Impellers are made of corrosion-resistant Ni-resist for prolonged life; they can operate efficiently in a 10% free gas environment without the use of a gas separator. Diffusers of Ni-resist also act as a bearing surface, providing additional stability to the drive shaft. The sleeved drive shaft is made of K-Monel to afford both mechanical strength and resistance to corrosion.
The vortex gas separators can separate up to 90% of the free gas in a fluid stream and return it to the wellbore. The vortex separator directs the fluid stream into a rapidly rotating motion, or vortex. This action forces the liquid stream to the outside of the separation chamber while the lighter gassy stream stays near the shaft. This gas separator is appropriate for many moderately gassy applications and is especially effective in abrasive environments.
The combination of the Vortex gas separator and the VR vent safety valve has allowed 6-8 MMcf of production up the annulus, basically allowing the ESP to handle the high GOR production.
A downhole monitoring tool for use with the ESPs, the PumpMate system monitors motor temperature, well temperature, pump intake pressure, and insulation integrity. It is installed on the bottom of the ESP motor and communicates to the surface via the ESP power cable.
The HC 12500 ESP pumps are multistage centrifugal pumps with each stage consisting of a rotating impeller and a stationary diffuser.
Built to fit the space constraints of the platform, the Class I, Division I building holds the 1,000 KVA variable speed drive, 1,000 KVA input and output transformers, disconnect switchgear, fire and gas junction box and marshalling box. The rig crane lifted the 30,000-lb unit in a single lift and placed it in the prefabricated stand.

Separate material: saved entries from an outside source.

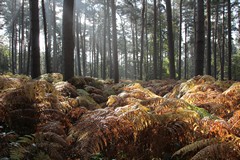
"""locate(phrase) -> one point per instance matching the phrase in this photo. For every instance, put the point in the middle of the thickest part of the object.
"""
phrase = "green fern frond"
(42, 156)
(217, 151)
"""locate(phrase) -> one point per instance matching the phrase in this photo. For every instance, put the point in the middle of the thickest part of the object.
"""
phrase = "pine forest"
(119, 79)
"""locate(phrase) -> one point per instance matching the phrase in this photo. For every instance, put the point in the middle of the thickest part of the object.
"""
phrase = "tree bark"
(142, 40)
(215, 40)
(209, 54)
(222, 57)
(180, 43)
(200, 39)
(229, 42)
(47, 54)
(114, 44)
(68, 39)
(35, 65)
(155, 52)
(170, 40)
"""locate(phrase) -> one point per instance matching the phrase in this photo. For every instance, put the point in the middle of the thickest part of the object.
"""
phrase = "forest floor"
(87, 118)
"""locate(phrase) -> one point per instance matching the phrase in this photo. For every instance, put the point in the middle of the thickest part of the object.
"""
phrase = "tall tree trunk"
(180, 43)
(78, 44)
(104, 68)
(186, 56)
(83, 44)
(13, 37)
(109, 41)
(222, 57)
(155, 52)
(47, 54)
(133, 49)
(68, 39)
(114, 44)
(170, 40)
(142, 40)
(35, 67)
(215, 40)
(125, 50)
(209, 54)
(55, 58)
(229, 42)
(200, 39)
(21, 53)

The assembly consisted of the ESP pump and the twin seal packer with splices below and above the packer. As some of the items, such as the cable severing tool and annular VR safety valve, did not exist before this project, every effort was made to prototype and test all aspects of the equipment design and installation plan within the tight one-month time frame.
The vortex gas separators can separate up to 90% of the free gas in a fluid stream and return it to the wellbore.
The ESP installation process on the rig floor began with picking up of the lower tandem motor assembly with the attached PumpMate monitoring system and centralizer. This was followed by picking up of the upper tandem motor and the seal section. Electrical checks were performed to verify system integrity. The separator lower, middle, and upper tandem pumps were then assembled. The handling sub was installed in the head of the upper tandem pump and the complete assembly was raised to splice the motor lead cable to the well cable. After continuity and function tests, the assembly was ready for downhole installation.
After running in with the ESP assembly and tubing, the twin seal packer was made up with cable splices below and above the packer. A 1/4-in. hydraulic control line was attached to the VR vent valve at the top of the packer to test the control line connection to 10,000 psi for 15 min and function test the valve. This was followed by the installation of the cable-severing tool. After completion of surface electrical connections and testing, the ESP was ready for operation.
After the ESP installation, the well production reached 4,900 b/d of oil, 5,000 b/d of water, and 4.6 MMcf/d of gas, double the previous rate. Six months later, the production reached three times the original rate and is limited only by the platform handling capabilities. This successful application of ESP to boost primary production in the Pompano field has prompted preliminary studies for other wells in the Gulf of Mexico with declining production.